# CARLOS - April Challenge

Hello everyone! I know that the editorial has been released but ,after several attempts, I don’t understand it.

hey, let me explain you my [solution]. its a simple dynamic programming problem first you have to create a matrix let say MAT[M][M] which stores all possible transformation of characters which is easily calculate using ALL PAIR SHORTEST PATH ALGORITHM (FLOYD WARSHALL ). now you have matrix which tells all possible conversion of one letter to another. suppose if `MAT[x][y]==1` i.e, x is transformable to y, and if `MAT[x][y]=infinite` you cannot transform x to y.
so we write dynamic programming solution,the problem ask for calculating minimum no. of inversion,for this we write O(n*m) solution.start from last element of the array A,suppose first you have a single element (forget about all other element before last element) now single element is always sorted. now start filling the values of sol[] for last element, `sol[i]=min(sol[i+1],MAT[curr][i]);` curr stores the a[last] and `mat[curr][i]` shows weather we can change curr to i where i is between 1 to M.
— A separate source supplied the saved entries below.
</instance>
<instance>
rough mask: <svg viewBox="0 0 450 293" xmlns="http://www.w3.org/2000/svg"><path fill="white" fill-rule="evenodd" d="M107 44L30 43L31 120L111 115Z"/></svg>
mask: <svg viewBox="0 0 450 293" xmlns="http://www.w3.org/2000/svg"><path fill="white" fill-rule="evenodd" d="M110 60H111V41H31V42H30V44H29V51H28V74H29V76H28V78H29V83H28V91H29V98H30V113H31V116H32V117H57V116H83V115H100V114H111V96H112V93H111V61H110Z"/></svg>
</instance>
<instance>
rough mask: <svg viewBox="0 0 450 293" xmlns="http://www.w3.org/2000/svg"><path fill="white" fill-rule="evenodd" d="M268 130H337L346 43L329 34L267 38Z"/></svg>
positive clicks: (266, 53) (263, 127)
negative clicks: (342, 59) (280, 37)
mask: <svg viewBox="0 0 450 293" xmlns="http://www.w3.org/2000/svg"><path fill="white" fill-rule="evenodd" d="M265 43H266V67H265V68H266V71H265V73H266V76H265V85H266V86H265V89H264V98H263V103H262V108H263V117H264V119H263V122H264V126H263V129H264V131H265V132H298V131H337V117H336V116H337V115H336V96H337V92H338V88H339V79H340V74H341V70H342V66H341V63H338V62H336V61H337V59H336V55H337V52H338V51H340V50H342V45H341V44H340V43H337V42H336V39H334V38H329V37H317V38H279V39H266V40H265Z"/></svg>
now for each element which is before last element we can calculate result by `sol[j]=min(sol[j]+MAT[curr][j],sol[j+1];` if `MAT[curr][i]==1` else sol[j]=min(infinite,sol[j+1]); after doing this for all element we get our ans at sol. try out few example you got what this expression says, for better understanding read my code and print values of sol[] using print functions which i explicitly defined for checking sol[] values.